The plot was generated for the “IAI39” reference genome, and the zoomed-in views were based on the genomic positions of the regions of interest. You can also generate volcano plots to visualise the statistical significance and magnitute of the effect for the tested genetic variants. The following code will generate a volcano plots using the annotate_summary.tsv file, which contains the summary statistics and gene annotation for the unitigs association analysis.

python3 workflow/scripts/volcano_plot.py out/associations/phenotype/annotated_summary.tsv volcano.png --threshold 2.16E-08 --genes fyuA sitA iucC

This plot represents associations using unitigs as the genetic markers.

A volcano plot of the associated variants.

Each point represents a specific gene. The highlighted genes belong to the high pathogenecity island, the aerobactin, and the sitABCD operon. The x-axis represents the average beta value (effect size), which indicates the magnitude and direction of the association between the unitigs and the virulence phenotye. Points on the right indicate positive associations and those on the left indicate negative associations. The y-axis shows the statistical significance. The red dashed horizontal line indicates the signficance threshold computed using the unitigs_patterns.txt file. Similar plots can be created using annotated_gpa_summary.tsv or annotated_panfeed_summary.tsv.

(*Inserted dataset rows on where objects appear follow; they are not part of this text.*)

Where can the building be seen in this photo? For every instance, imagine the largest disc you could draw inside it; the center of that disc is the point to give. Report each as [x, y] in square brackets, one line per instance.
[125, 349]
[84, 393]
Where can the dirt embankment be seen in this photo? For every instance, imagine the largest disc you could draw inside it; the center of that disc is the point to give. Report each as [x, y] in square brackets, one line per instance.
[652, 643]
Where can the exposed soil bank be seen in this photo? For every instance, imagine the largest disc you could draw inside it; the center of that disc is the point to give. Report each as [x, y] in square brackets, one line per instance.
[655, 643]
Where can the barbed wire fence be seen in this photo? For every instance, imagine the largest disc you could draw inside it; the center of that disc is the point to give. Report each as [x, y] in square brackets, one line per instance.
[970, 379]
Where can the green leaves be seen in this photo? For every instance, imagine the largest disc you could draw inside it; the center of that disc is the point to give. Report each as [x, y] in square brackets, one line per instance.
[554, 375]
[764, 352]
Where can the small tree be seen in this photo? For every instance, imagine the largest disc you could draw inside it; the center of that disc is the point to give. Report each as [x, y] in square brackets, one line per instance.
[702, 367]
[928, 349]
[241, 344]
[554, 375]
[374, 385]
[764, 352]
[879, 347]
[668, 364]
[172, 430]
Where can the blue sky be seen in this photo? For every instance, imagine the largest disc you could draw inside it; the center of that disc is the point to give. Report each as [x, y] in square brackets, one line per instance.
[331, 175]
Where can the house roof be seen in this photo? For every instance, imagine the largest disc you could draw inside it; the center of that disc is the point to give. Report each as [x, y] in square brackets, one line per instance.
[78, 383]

b. Gene cluster-specific k-mer association analysis

This analysis links specific k-mers to their source genes, using panfeed.

Associations plots for gene cluster specific k-mers.

These plots represent association for gene cluster specific k-mers for fyuA, iucC, and sitA genes. The y-axis represents each isolate and the x-axis the k-mer positions relative to the gene start codon for each strain. The colors correspond to the -log10 of the association p-value. The dark gray regions imply that the isolates do not encode for the k-mers, while the light gray regions represent k-mers under the association threshold.

c. Functional enrichment analysis

This analysis identified overrepresented functional categories among genes with associated variants.

Enrichment analysis of the associated unitigs for different COG categories.

The plot shows enrichment of clusters of orthologous groups (COG) categories. The y-axis of the plot represents each COG catergory, and x-axis the number of gene hits belonging to each category. The bars are colored based on the -log10 of the enrichment corrected p-value. Bars colored in grey do not have a significant enrichment.

d. Other outputs

More information about the results of the association analysis can be found within the out directory. The content of each folder/file is reported in the Outputs section.

4. Troubleshooting

If you have persistent issues, please consult the Troubleshooting Usage guide or seek help in the project’s issue tracker.